My simple question is .Did you enjoy it? and Do you want to see what happens next?

And if I do continue this I am confident it will be better as I like to this that 15 year old me is a better writer than 13 year old me* :grin:


The warm summer sun slowly sank over the high stone walls of Remons Pass. And with it the hearts of the inhabitants also sank. Because for them the night signalled only death and despair. For the riders of the North had warned them of the army marching towards them, and showing no signs of stopping or turning aside. Now their only hope lay in the brave warriors of Burscan that had marched to defend them. 

Leading the defence of the city was none other than Lord Agmund Brucus, possibly the finest warrior of the North. With him were 200 warriors from the Eastern Realm of Barscun, armed with bows, blades, spears and all other types of weapons. 

Although he would never admit it Lord Brucus knew that very few of the men here would ever see the sunrise. He even doubted if he would himself. He took a deep breath as his serf lowered the Lord’s finely crafted helmet onto Agmund’s head. Brucus stood at 6ft and 3” and was a dominating figure no matter where he was, his skill with the sword known throughout the known world. But it was not just his skills in a fight that marked Lord Brucus out as a natural leader of men. It was his incredible tactics, his sound logic, his sharp mind and his ability to keep a clear head no matter how dire the circumstances. 

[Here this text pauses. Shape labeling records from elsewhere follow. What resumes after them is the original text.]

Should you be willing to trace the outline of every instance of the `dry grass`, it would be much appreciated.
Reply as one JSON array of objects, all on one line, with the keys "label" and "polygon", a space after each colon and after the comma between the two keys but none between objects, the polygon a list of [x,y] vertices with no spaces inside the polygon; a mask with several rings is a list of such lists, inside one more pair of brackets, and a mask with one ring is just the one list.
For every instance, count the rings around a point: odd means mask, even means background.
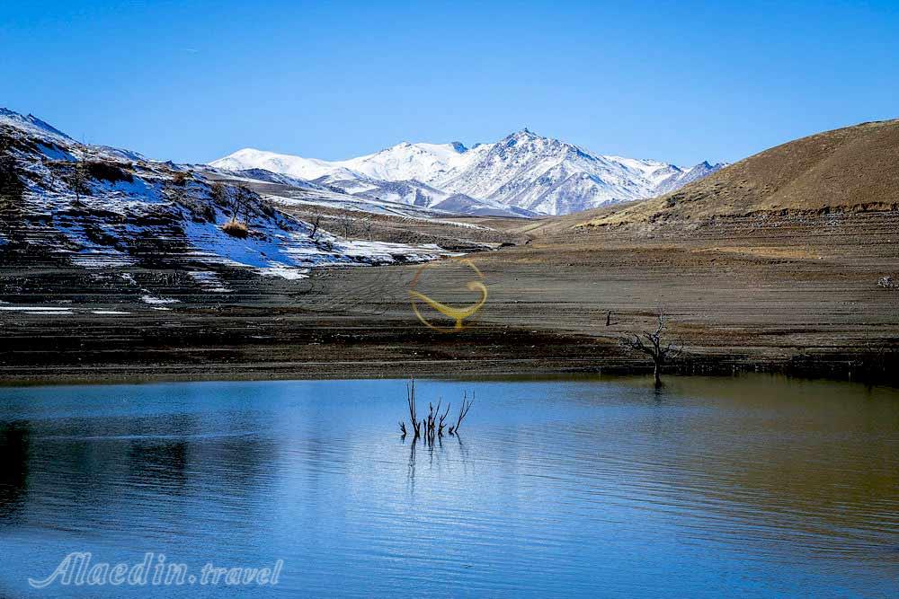
[{"label": "dry grass", "polygon": [[250,230],[246,227],[246,225],[236,220],[230,220],[222,225],[222,231],[238,239],[246,239],[246,236],[250,234]]},{"label": "dry grass", "polygon": [[681,189],[584,225],[693,222],[761,213],[808,216],[899,207],[899,120],[863,123],[765,150]]}]

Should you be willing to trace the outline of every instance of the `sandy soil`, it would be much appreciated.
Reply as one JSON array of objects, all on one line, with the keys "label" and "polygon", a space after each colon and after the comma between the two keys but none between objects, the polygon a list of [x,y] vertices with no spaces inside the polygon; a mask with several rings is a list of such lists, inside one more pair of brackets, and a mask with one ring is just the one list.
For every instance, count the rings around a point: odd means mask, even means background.
[{"label": "sandy soil", "polygon": [[[412,311],[418,266],[323,269],[299,281],[219,269],[228,294],[132,269],[141,287],[178,300],[151,305],[115,273],[39,256],[7,262],[0,308],[57,310],[0,311],[0,374],[13,383],[632,371],[647,364],[618,339],[648,329],[663,304],[688,350],[674,370],[895,376],[899,290],[877,280],[899,274],[896,213],[689,228],[480,222],[508,236],[497,240],[527,241],[469,256],[489,297],[449,334]],[[473,275],[455,267],[419,278],[441,302],[473,304]]]}]

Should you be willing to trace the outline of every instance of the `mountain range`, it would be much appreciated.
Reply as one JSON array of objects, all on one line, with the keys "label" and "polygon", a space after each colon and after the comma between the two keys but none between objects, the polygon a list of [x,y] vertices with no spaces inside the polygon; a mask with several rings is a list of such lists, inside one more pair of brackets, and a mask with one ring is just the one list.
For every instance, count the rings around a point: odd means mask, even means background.
[{"label": "mountain range", "polygon": [[691,168],[595,154],[527,128],[492,144],[403,142],[372,154],[329,162],[254,148],[209,163],[264,169],[344,193],[466,214],[562,215],[653,198],[725,164]]}]

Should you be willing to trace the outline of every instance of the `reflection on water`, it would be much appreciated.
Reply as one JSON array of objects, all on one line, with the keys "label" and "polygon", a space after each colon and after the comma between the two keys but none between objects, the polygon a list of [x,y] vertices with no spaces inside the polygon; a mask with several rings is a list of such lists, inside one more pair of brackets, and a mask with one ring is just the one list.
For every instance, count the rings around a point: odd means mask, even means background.
[{"label": "reflection on water", "polygon": [[172,596],[895,593],[895,391],[441,381],[420,401],[473,390],[433,443],[396,432],[402,381],[0,390],[0,595],[46,596],[27,577],[74,551],[285,562],[276,587],[152,589]]}]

But even he was beginning to lose his nerve. Ever since the reports of the approaching army had come to him he had wasted no haste in bringing a band of the finest warriors to help guard the city. That was before he discovered the army’s size. An army this size had not marched since the Mykar War. 
And if the reports were to be believed this army had the ability to sweep aside any who stood in its path. This did not bode well for the chances off Remon’s Pass. Lord Brucus had wisely chosen to keep this information from the occupants of the city, deeming instead to share the information with only his most trusted Captains. They all knew that their chances of holding the army were quickly dwindling. All that remained to discover was to whom this army belonged, and for what purpose it was marching. But Lord Brucus knew it was hostile and it was coming this way. He suspected a return of the Dark King, but that was impossible. Wasn’t it? 

Lord Brucus had a rider standing by to quickly deliver the message to the high citadel of Stath Alian. He knew it would be too late to save Remon’s Pass, but he hoped it would help the armies of Men mobilise to drive away this army. 
As the sun fell a deathly silence fell over the city, and suddenly all could hear the steady drumming of score upon score of marching feet. The moment was coming. Remon Pass’ darkest, and perhaps last, hour.

As the sun continued to sink towards the horizon the army marched into view. It was colossal; wherever you looked you could make out the distant shapes of soldiers. And they were getting closer. Now the city truly realized the scale of the approaching army. Panic spread like wildfire through the city as people desperately attempted to escape their coming fate. 

But Agmund was prepared for this and his soldiers stood at the exits, barring the way of the panicking citizens. There had never been any time to evacuate the population of Remon Pass; there had never been any time. The citizens began to throw themselves against the soldiers, desperately trying to escape the oncoming enemy. 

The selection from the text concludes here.